The next month was a whirlwind. I went to visit my dad in Victoria, BC, for a week. I skipped e-day for the by-election, because I was terrified of seeing him. I developed a minor alcohol problem. I got into a car accident on the highway home from youth convention, where my fear of the night terrors I have about what happened kept me awake. I quit my job as co-president of the USask NDP, because I realized I would rather eat glass than continue to promote such an unsafe environment to other young women.
I spoke with a friendly journalist about what had happened, thinking that was the best way to get justice within the party- they would need to be shamed into action, or nothing would change. Word of what happened, what Adam had done, leaked, somehow. He got to give a resignation from Erin Weir’s office. He was scrubbed from everyone’s social media, and his candidate page was taken down.
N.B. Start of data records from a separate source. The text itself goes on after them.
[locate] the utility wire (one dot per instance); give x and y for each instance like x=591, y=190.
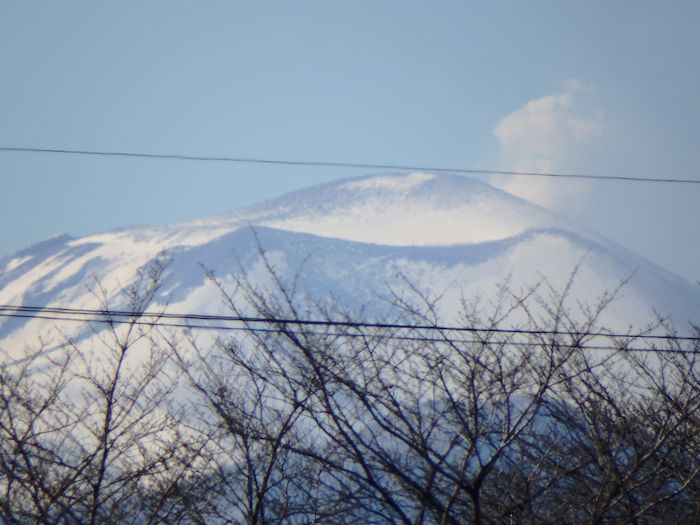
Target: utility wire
x=121, y=317
x=355, y=335
x=328, y=164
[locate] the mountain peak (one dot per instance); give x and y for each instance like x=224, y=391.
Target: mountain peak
x=402, y=209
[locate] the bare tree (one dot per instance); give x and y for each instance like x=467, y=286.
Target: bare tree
x=85, y=433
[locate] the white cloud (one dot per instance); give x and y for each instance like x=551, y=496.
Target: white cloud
x=546, y=135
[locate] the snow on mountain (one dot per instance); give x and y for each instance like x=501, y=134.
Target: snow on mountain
x=353, y=240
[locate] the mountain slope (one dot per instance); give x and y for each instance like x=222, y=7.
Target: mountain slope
x=354, y=240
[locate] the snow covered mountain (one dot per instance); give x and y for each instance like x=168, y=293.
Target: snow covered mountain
x=353, y=240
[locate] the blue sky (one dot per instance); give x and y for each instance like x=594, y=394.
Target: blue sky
x=601, y=87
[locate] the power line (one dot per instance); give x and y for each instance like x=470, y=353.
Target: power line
x=329, y=164
x=327, y=322
x=355, y=335
x=124, y=317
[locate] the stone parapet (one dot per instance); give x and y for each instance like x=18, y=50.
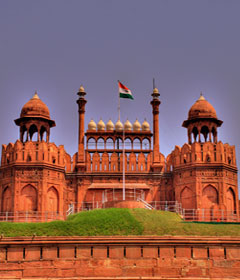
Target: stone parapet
x=124, y=257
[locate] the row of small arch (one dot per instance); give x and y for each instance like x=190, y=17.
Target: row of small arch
x=109, y=143
x=92, y=126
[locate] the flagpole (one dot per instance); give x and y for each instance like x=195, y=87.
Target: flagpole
x=123, y=164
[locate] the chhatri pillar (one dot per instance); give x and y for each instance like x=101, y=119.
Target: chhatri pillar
x=81, y=166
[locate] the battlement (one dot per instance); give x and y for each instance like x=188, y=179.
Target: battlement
x=207, y=153
x=33, y=152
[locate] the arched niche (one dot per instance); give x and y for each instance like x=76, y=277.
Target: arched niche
x=187, y=198
x=118, y=144
x=230, y=200
x=136, y=144
x=100, y=143
x=109, y=144
x=28, y=199
x=128, y=144
x=209, y=197
x=91, y=143
x=33, y=132
x=6, y=200
x=146, y=144
x=52, y=200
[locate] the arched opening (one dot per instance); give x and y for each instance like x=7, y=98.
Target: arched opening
x=52, y=200
x=109, y=144
x=210, y=197
x=24, y=134
x=230, y=197
x=100, y=143
x=33, y=132
x=205, y=132
x=195, y=133
x=136, y=144
x=28, y=199
x=128, y=144
x=118, y=144
x=187, y=198
x=43, y=133
x=6, y=200
x=91, y=144
x=146, y=144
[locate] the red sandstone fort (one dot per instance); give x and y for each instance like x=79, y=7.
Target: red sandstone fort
x=37, y=176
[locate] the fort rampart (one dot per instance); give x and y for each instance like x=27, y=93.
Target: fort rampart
x=149, y=257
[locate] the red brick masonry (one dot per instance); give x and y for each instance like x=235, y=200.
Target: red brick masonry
x=147, y=257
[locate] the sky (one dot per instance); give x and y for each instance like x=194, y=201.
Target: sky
x=53, y=47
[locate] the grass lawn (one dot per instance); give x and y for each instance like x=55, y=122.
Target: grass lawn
x=120, y=222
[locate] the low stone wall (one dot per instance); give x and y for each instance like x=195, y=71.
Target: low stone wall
x=147, y=257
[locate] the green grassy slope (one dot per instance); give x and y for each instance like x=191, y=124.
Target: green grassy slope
x=120, y=222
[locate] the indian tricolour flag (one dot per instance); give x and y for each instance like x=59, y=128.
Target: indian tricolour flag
x=124, y=92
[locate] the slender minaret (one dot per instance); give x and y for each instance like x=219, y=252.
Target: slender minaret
x=81, y=111
x=156, y=154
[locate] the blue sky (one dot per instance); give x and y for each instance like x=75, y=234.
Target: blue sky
x=55, y=46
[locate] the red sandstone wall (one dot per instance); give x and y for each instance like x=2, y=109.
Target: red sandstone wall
x=120, y=258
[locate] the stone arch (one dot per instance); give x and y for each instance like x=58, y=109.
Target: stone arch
x=128, y=143
x=136, y=144
x=209, y=197
x=109, y=143
x=28, y=199
x=230, y=200
x=118, y=143
x=205, y=132
x=6, y=200
x=32, y=132
x=100, y=143
x=43, y=133
x=146, y=144
x=187, y=198
x=195, y=133
x=52, y=200
x=91, y=143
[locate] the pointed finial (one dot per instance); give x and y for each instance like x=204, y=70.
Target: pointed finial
x=35, y=96
x=81, y=91
x=201, y=97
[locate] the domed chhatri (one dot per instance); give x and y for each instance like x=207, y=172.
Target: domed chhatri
x=145, y=126
x=118, y=126
x=110, y=125
x=127, y=125
x=92, y=125
x=136, y=125
x=202, y=109
x=35, y=107
x=101, y=125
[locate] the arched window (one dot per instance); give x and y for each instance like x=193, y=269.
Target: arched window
x=128, y=144
x=33, y=132
x=91, y=144
x=210, y=197
x=118, y=144
x=52, y=200
x=100, y=143
x=6, y=200
x=195, y=133
x=230, y=197
x=43, y=133
x=146, y=144
x=187, y=198
x=205, y=132
x=109, y=144
x=28, y=199
x=136, y=144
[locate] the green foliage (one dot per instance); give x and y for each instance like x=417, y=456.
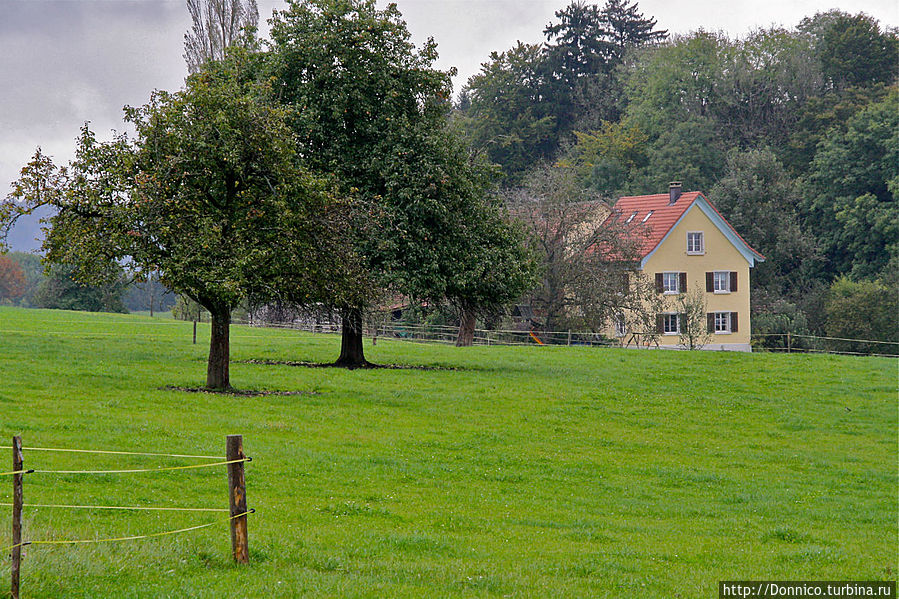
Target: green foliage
x=524, y=471
x=694, y=330
x=525, y=102
x=369, y=106
x=187, y=309
x=774, y=322
x=209, y=195
x=508, y=118
x=853, y=189
x=862, y=310
x=761, y=202
x=852, y=48
x=34, y=274
x=605, y=158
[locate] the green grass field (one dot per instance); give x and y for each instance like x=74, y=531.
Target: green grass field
x=516, y=472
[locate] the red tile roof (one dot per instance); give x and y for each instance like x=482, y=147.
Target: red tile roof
x=662, y=218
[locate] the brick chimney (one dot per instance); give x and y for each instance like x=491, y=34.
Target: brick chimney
x=674, y=191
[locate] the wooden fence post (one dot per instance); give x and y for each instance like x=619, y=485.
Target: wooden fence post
x=17, y=500
x=237, y=499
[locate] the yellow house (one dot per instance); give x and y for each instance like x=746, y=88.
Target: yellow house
x=688, y=245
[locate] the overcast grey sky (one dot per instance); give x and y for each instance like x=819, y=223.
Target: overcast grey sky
x=63, y=62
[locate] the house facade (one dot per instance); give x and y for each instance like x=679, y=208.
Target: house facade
x=688, y=246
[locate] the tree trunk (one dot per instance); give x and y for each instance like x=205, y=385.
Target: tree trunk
x=352, y=354
x=217, y=376
x=465, y=338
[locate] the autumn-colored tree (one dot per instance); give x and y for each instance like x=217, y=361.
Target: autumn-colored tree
x=371, y=109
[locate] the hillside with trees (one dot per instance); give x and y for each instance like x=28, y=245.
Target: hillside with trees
x=792, y=132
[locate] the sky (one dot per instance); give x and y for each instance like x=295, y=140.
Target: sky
x=64, y=62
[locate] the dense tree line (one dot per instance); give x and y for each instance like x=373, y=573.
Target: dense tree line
x=321, y=172
x=793, y=133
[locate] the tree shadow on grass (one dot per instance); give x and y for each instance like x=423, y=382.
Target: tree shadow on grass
x=366, y=366
x=233, y=391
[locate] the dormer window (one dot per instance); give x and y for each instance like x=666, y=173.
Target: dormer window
x=695, y=242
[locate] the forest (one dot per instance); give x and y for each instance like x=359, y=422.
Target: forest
x=792, y=133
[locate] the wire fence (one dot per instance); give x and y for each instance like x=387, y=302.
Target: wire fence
x=238, y=511
x=812, y=344
x=446, y=334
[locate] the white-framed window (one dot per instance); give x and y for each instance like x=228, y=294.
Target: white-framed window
x=671, y=324
x=620, y=326
x=670, y=282
x=722, y=322
x=695, y=242
x=721, y=280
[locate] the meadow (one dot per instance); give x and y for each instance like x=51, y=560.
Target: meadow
x=499, y=471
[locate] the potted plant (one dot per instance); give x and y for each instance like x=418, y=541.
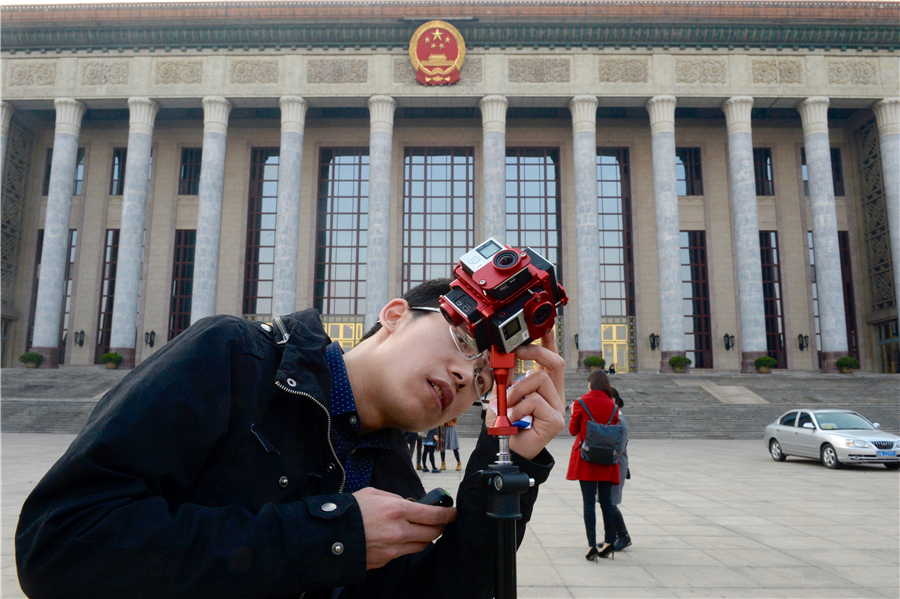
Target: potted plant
x=31, y=359
x=594, y=362
x=111, y=360
x=679, y=363
x=765, y=364
x=847, y=364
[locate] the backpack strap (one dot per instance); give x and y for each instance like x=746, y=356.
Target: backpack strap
x=591, y=416
x=616, y=411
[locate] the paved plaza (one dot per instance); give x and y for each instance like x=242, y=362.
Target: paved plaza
x=709, y=518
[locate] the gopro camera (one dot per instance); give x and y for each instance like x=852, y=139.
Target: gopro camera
x=502, y=297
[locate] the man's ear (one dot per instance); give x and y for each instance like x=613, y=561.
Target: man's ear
x=392, y=313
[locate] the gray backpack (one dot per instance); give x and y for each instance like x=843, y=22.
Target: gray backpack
x=602, y=442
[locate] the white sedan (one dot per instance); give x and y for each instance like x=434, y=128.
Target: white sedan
x=834, y=437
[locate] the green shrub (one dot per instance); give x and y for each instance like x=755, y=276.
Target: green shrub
x=594, y=362
x=765, y=361
x=847, y=362
x=31, y=357
x=111, y=358
x=679, y=362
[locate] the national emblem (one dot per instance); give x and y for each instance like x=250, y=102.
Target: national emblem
x=437, y=51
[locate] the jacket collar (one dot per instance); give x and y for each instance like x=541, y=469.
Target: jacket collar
x=303, y=368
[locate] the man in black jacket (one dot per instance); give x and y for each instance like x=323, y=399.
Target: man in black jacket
x=256, y=460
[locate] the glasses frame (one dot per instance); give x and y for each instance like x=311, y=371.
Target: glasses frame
x=483, y=389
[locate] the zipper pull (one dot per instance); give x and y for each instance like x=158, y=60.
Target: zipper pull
x=284, y=334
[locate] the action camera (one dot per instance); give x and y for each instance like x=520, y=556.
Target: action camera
x=502, y=297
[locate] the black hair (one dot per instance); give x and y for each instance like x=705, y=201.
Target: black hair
x=425, y=295
x=598, y=381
The political machine did its work, and spit him out. I guess it took having the worst happen for them to listen to me, to us.
I got to speak on the phone with Nicole Sarauer, our interim leader, who told me, “I don’t care about the party- I care about you feeling safe.”
When I think about it, there has never been a moment, in my entire adult life, that I have felt safe. That I haven’t lived in fear of him. What happened to me during those three years killed the starry-eyed young girl I was. He was the monster under my bed. I carried the weight of the harassment — and then the assault — around like a lead balloon.
Adam Duke took an aspect of my youth that I will never get back. When my other friends were picking out prom dresses and dating other teenagers, I had a nearly thirty year old adult man asking me about my underwear.
He was a constant, crippling reminder that my sexual desirability as a young woman was, and will often be, more important to men than my ideas.
The thing is, up until the assault, none of it was shocking to me. I knew sexual harassment was just something I should expect as a young woman in politics. I had been warned, by friends and peers who had similar experiences in the party. Politics attracts predatory men, I think, something about the promise of power and the way it can make you feel larger than life.
Usually they get off scot-free, even though we all know, no one does anything or says anything because it is party over self. For the longest time, I felt like I had to make the choice between being open about Adam Duke’s harassment and my assault and trying to get justice, and whether or not I wanted the Saskatchewan NDP to form government in 2020.
That stops today. I want justice for what happened to me, what he did. I don’t entirely know what that feels like, when the justice system and the party apparatus have failed me in so many ways so far, but I think this, putting what happened into words and putting those words out there, is a good start.
I hope this makes even one woman in politics who is going through what I have feel less alone. I think we all need that.